Published: Sat, November 03, 2018
Medical | By

More measles cases reported in NJ

More measles cases reported in NJ

Three cases of measles were confirmed in Spartanburg by DHEC officials, according to a release by the state agency.

The children with measles were seen at two urgent care facilities, DHEC said.

While the New Jersey Department of Health and the Ocean County Health Department work together to notify those who may have been exposed to the disease, officials remind everyone to stay alert and aware of the symptoms.

New Jersey health officials say they've confirmed two more cases of measles.

That is in addition to a letter Dr. Ruppert issued on October 18, to schools that were attended by students with confirmed cases of measles, that un- or under-vaccinated students remain home.


Tuesday, November 6, from 1 p.m.to 6 p.m.at the Darden Center in Spring Valley.

PHO urged parents to have their children immunized against measles, a highly contagious viral disease. If you have been exposed, you are at risk if you have not been vaccinated or have not had measles. It can cause serious complications such as pneumonia and encephalitis (swelling of the brain).

However, because there is a measles outbreak in Rockland County, the Rockland County Department of Health is currently recommending that children 6 months through 11 months of age get an MMR vaccine now.

The first sign of measles is usually a high fever, which begins about 10 to 12 days after exposure to the virus, and lasts four to seven days.

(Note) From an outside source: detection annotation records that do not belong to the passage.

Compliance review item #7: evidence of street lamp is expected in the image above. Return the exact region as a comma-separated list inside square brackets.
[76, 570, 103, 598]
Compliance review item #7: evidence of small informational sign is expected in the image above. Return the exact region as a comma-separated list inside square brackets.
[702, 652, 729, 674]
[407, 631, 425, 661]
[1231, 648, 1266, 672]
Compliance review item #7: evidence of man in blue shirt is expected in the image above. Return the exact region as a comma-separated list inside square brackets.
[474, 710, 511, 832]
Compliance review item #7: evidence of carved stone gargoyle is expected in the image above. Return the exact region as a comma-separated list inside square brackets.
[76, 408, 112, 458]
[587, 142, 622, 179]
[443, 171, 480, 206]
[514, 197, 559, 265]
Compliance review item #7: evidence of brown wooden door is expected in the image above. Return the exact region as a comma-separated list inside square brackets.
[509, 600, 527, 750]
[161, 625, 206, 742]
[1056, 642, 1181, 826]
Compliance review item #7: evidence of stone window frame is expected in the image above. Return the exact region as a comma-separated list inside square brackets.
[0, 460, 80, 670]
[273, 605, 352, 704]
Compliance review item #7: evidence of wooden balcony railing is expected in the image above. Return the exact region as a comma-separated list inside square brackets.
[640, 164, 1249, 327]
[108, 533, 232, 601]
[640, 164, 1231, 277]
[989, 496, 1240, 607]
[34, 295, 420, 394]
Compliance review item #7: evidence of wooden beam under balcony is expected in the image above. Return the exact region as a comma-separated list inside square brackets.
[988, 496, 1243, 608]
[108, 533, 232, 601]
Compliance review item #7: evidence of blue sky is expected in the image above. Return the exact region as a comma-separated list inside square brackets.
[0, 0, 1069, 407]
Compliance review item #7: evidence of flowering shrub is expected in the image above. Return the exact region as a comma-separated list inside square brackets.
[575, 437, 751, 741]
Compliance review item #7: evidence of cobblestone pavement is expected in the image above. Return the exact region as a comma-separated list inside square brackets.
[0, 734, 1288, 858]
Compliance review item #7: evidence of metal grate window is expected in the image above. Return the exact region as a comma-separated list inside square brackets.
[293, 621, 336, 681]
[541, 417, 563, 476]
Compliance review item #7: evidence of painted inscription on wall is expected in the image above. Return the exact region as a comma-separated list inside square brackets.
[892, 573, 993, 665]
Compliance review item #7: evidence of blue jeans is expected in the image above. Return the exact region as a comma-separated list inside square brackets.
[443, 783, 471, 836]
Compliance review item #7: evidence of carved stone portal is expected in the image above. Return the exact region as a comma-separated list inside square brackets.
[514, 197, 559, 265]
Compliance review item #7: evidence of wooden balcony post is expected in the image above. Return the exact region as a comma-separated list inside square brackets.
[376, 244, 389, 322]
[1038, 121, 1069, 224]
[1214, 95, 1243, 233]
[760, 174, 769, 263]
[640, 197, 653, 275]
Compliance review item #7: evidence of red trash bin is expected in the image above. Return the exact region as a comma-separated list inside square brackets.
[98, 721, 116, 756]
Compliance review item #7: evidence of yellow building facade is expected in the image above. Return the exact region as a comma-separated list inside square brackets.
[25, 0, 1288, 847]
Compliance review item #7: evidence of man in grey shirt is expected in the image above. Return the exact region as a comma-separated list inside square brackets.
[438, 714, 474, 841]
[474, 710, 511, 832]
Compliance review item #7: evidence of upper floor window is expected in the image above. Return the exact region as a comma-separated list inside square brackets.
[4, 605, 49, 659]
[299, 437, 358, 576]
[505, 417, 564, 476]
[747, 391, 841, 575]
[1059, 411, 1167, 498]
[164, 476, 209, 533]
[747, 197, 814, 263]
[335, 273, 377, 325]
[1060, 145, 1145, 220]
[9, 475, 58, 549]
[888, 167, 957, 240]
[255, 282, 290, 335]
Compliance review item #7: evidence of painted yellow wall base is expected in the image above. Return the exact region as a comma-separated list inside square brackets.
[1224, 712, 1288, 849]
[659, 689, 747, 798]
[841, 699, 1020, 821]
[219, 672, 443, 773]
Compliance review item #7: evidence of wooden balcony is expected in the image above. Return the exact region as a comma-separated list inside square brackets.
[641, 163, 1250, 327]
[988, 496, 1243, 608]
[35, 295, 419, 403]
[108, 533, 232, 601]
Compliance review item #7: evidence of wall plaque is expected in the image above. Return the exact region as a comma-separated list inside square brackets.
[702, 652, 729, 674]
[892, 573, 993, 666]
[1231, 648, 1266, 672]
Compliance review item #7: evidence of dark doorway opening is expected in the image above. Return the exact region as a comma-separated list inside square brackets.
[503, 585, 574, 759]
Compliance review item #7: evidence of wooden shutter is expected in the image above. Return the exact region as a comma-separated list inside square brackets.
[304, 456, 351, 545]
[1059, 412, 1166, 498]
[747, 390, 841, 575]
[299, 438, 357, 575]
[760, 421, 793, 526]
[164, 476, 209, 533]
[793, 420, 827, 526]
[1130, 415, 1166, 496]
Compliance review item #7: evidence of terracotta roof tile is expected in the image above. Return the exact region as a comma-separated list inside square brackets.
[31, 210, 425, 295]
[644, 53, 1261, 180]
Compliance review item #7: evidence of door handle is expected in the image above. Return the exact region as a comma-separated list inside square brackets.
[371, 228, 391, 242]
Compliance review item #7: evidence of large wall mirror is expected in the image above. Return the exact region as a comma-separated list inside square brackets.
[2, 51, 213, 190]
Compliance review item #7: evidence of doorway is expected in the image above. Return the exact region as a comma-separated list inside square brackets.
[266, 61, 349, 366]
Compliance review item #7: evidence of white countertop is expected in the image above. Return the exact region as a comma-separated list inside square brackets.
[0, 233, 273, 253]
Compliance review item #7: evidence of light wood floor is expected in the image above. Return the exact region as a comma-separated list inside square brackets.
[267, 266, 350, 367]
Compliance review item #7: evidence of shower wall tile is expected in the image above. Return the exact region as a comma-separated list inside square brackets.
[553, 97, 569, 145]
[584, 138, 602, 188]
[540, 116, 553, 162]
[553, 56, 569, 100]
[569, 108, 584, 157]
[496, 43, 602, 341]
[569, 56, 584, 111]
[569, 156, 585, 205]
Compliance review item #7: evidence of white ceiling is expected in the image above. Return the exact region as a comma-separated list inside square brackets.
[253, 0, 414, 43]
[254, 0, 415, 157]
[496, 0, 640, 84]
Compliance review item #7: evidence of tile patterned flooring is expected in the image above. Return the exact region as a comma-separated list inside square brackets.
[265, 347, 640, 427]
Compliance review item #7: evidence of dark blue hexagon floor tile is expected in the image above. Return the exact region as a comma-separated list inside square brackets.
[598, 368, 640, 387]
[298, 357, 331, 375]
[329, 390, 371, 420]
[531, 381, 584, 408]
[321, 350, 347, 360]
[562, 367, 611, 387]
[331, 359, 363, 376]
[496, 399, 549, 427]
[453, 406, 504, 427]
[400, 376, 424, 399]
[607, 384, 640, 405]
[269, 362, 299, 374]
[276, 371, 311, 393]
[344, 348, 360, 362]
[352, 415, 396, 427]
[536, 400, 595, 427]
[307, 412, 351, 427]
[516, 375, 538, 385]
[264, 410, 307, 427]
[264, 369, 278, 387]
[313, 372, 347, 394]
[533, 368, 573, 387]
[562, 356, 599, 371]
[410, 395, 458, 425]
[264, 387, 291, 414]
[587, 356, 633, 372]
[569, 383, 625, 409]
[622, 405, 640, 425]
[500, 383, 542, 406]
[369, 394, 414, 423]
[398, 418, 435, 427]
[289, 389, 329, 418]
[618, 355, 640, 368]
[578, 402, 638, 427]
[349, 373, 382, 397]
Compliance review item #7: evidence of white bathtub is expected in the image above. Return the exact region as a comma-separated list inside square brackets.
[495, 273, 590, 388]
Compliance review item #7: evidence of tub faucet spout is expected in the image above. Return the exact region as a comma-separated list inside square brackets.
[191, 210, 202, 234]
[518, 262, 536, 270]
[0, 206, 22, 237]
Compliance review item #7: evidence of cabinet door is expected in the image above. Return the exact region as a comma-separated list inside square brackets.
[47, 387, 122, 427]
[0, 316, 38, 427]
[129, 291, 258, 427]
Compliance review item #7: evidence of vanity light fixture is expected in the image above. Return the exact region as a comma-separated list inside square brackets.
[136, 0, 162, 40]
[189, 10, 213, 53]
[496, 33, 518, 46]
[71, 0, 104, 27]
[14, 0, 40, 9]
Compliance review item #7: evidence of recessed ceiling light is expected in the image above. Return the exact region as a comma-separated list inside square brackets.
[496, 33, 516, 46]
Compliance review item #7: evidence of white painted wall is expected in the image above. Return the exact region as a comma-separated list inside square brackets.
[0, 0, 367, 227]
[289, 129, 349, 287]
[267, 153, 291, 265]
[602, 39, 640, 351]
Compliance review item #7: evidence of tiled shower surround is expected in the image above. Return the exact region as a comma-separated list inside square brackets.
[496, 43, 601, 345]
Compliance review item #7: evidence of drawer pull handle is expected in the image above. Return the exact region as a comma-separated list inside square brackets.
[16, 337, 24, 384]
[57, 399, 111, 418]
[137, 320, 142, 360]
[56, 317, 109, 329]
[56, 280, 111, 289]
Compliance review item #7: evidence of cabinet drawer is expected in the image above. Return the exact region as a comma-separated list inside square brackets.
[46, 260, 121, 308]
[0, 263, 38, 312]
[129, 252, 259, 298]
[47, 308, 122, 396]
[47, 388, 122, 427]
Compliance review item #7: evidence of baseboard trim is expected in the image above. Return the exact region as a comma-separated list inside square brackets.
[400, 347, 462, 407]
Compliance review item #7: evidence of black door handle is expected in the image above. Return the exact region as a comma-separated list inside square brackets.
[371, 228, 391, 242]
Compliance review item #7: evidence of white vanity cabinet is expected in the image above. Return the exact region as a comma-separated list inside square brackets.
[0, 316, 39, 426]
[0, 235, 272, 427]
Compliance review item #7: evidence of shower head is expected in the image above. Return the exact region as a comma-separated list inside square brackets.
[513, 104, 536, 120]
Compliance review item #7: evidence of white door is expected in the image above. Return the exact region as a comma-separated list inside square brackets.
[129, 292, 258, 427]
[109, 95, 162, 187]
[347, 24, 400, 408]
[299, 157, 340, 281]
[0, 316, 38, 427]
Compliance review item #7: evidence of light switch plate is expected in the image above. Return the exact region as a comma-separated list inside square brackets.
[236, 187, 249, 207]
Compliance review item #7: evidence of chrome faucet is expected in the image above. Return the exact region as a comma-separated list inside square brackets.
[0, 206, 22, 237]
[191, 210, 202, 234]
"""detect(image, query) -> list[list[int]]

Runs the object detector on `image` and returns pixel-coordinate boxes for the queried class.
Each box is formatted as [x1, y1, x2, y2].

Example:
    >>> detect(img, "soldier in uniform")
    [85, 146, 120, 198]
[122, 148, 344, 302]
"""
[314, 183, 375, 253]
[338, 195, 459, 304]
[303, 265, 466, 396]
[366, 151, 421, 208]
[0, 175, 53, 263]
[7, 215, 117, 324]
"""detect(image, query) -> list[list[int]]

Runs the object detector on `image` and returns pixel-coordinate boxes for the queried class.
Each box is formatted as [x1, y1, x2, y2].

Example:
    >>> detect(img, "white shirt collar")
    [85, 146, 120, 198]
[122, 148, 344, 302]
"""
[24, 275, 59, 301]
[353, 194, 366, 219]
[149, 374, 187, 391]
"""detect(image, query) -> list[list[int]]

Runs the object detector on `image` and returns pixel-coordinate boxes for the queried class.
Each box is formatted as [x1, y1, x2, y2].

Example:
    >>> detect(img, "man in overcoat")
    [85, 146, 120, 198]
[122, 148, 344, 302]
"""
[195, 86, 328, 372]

Anyone who suspects they were exposed to the disease should call a health care provider before going to a medical office or emergency department so special arrangements can be made for an evaluation. A runny nose, a cough, red and watery eyes, and small white spots inside the cheeks can develop in the initial stage. The Rockland County Department of Health is closely coordinating our response with the New York State Department of Health to ensure the health and safety of all residents.